How’s this for irony? The only thing saving the City Council of the People’s Republic of Charlottesville from increasing dysfunction in the future is dysfunctional governance today. City Council wants to draft an ordinance that would outline collective bargaining rights for employees, enabling them to negotiate for higher salaries and changes to working conditions — creating new spending pressures, new labor tensions and new areas for conflict. In August Council directed the city manager to research how much money would be needed to support the human resources department in such an endeavor. Trouble is, Charlottesville can’t hire a city manager. The announced interim city manager just resigned. And it turns out that City Hall has no human resources director either. So reports the Daily Progress.
The cultural cleansing shall continue. City Council has approved the sale of Charlottesville’s Robert E. Lee statue to a group that will melt it down and turn it into new artwork. After the city took down the statue of the Confederate hero over the summer, it received six proposals from arts groups, historical societies and individuals” with offers up to $50,000 for the bronze sculpture, reports The Washington Post. City Council chose instead to give the statue to the Jefferson School African American Heritage Center to advance a project to “allow Charlottesville to contend with its racist past.” I’ve only got one question: If the Jefferson School African American Heritage Center is so distraught about the racism embodied in statues and memorials, why is it still named the Jefferson School?

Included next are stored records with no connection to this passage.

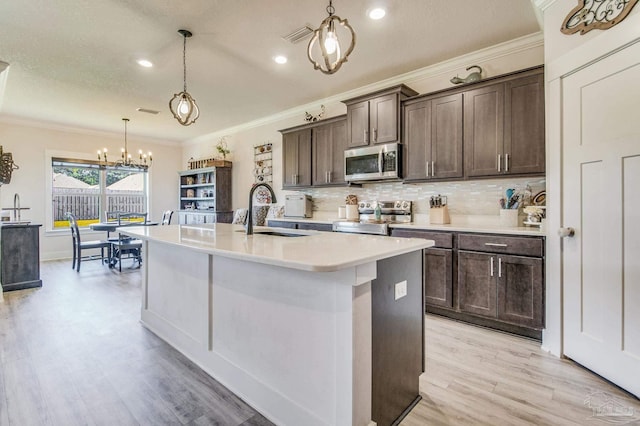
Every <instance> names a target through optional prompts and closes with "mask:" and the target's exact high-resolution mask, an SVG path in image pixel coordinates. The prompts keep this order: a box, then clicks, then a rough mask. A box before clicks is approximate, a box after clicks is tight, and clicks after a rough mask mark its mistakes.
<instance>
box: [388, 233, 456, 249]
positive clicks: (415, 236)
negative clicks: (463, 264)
mask: <svg viewBox="0 0 640 426" xmlns="http://www.w3.org/2000/svg"><path fill="white" fill-rule="evenodd" d="M391 236H392V237H402V238H424V239H425V240H433V241H435V242H436V245H435V246H434V247H439V248H453V234H449V233H447V232H432V231H423V230H413V229H392V230H391Z"/></svg>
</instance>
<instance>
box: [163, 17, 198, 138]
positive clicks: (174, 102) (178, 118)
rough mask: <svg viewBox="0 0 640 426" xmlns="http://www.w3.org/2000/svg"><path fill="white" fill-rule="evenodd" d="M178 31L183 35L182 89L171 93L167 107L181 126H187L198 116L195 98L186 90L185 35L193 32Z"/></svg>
mask: <svg viewBox="0 0 640 426" xmlns="http://www.w3.org/2000/svg"><path fill="white" fill-rule="evenodd" d="M178 32H179V33H180V34H181V35H182V36H183V37H184V41H183V49H182V65H183V70H184V78H183V82H184V90H183V91H182V92H180V93H176V94H174V95H173V98H171V100H170V101H169V109H170V110H171V114H173V117H174V118H175V119H176V120H178V123H180V124H182V125H183V126H189V125H191V124H193V123H195V121H196V120H197V119H198V117H199V116H200V109H199V108H198V105H197V104H196V100H195V99H193V97H192V96H191V95H190V94H189V92H187V37H191V36H192V35H193V34H192V33H191V31H188V30H178Z"/></svg>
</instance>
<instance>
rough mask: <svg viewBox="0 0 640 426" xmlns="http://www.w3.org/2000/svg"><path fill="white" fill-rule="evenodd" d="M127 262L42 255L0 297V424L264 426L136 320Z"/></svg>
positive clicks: (206, 376)
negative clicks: (123, 262) (126, 268)
mask: <svg viewBox="0 0 640 426" xmlns="http://www.w3.org/2000/svg"><path fill="white" fill-rule="evenodd" d="M129 264H130V262H129V261H125V264H124V266H123V271H122V273H121V274H120V273H118V272H116V271H113V270H109V269H108V268H107V267H106V266H103V265H101V264H100V262H99V261H92V262H83V263H82V268H81V271H80V273H77V272H75V271H73V270H72V269H71V261H70V260H69V261H57V262H44V263H42V266H41V278H42V281H43V287H42V288H39V289H29V290H19V291H13V292H7V293H4V294H3V296H0V426H5V425H16V426H39V425H55V426H58V425H60V426H73V425H109V426H112V425H154V426H155V425H181V424H188V425H194V426H195V425H242V426H266V425H271V424H272V423H270V422H269V421H267V420H266V419H265V418H264V417H262V416H261V415H260V414H258V413H256V411H255V410H253V409H252V408H251V407H249V406H248V405H247V404H245V403H244V402H243V401H242V400H241V399H239V398H238V397H236V396H235V395H233V394H232V393H231V392H229V391H228V390H226V389H225V388H224V387H223V386H221V385H220V384H219V383H218V382H216V381H215V380H213V379H212V378H211V377H209V376H208V375H207V374H205V373H204V372H203V371H202V370H200V369H199V368H198V367H197V366H196V365H194V364H193V363H192V362H190V361H189V360H187V359H186V358H185V357H184V356H182V355H181V354H180V353H178V352H177V351H176V350H174V349H173V348H171V347H170V346H169V345H167V344H166V343H164V342H163V341H162V340H160V339H159V338H157V337H156V336H155V335H154V334H153V333H151V332H149V331H147V330H146V329H145V328H144V327H142V326H141V325H140V322H139V320H140V270H131V269H126V268H127V267H128V266H129ZM3 299H4V300H3Z"/></svg>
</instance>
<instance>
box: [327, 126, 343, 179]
mask: <svg viewBox="0 0 640 426" xmlns="http://www.w3.org/2000/svg"><path fill="white" fill-rule="evenodd" d="M347 148H348V147H347V120H346V119H345V120H340V121H336V122H335V123H332V124H331V164H330V165H331V167H330V169H329V183H330V184H335V185H338V184H344V183H346V182H345V180H344V151H345V150H346V149H347Z"/></svg>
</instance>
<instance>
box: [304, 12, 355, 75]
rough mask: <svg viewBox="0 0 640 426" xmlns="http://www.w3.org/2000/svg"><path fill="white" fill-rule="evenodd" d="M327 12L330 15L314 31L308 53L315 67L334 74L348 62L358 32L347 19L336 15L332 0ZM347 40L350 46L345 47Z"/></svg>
mask: <svg viewBox="0 0 640 426" xmlns="http://www.w3.org/2000/svg"><path fill="white" fill-rule="evenodd" d="M327 13H328V14H329V16H328V17H327V18H326V19H325V20H324V21H322V23H321V24H320V27H318V29H317V30H315V31H314V32H313V37H312V38H311V40H310V41H309V47H308V49H307V55H308V57H309V60H310V61H311V63H312V64H313V69H316V70H320V71H322V72H323V73H325V74H333V73H334V72H336V71H338V70H339V69H340V67H341V66H342V64H343V63H345V62H347V57H348V56H349V55H350V54H351V52H352V51H353V48H354V47H355V45H356V33H355V32H354V31H353V28H351V25H349V22H348V21H347V20H346V19H341V18H340V17H339V16H338V15H334V13H335V8H334V7H333V1H332V0H329V6H327ZM339 36H340V38H339ZM346 41H349V47H348V48H347V49H344V48H343V46H346V45H347V43H346Z"/></svg>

The no-solar solar capital. No part of Virginia outdoes the People’s Republic when it comes to enthusiasm for renewable energy, at least in the abstract. Charlottesville and Albemarle County are home to numerous renewable energy companies — Sun Tribe, Hexagon Energy and Apex Energy among them, not to mention the Clean Virginia pro-renewables advocacy group. Charlottesville/ Albemarle is an ideal location for solar projects in at least one way: proximity to high-capacity electric transmission lines. But the Department of Environmental Quality’s “environmental data mapper” shows only two utility-scale solar projects in Albemarle — and neither are producing.
Back when I contacted her in July, Albemarle spokesperson Emily Kilroy confirmed that the county was aware of only three utility-scale solar projects: two approved and one under review. The 136-acre Midway Solar project would have 8-megawatts solar capacity plus 4-megawatt battery storage. The DEQ project database also mentions a 150-acre, 12.5-megawatt Rivanna Solar project.
Oh, did I mention that, according to the DEQ database, neither project is yet producing electricity?
For purposes of comparison, the Virginia Clean Economy Act (VCEA) calls for 16,100 megawatts of solar or onshore wind in Dominion Energy’s service territory by 2035.
The City of Charlottesville has no space for utility-scale solar, but Albemarle County does. What’s the problem in the People’s Republic? One possibility is that solar, which requires southern-facing sites in Albemarle’s hilly terrain, competes with the winery industry, which also places a premium on southern-facing hillsides. Another possibility: zoning and NIMBYs. Albemarle County’s comprehensive plan is geared to protecting agricultural uses, and landowners don’t like anything that spoils their views. In other words: Solar power for thee, but not for me.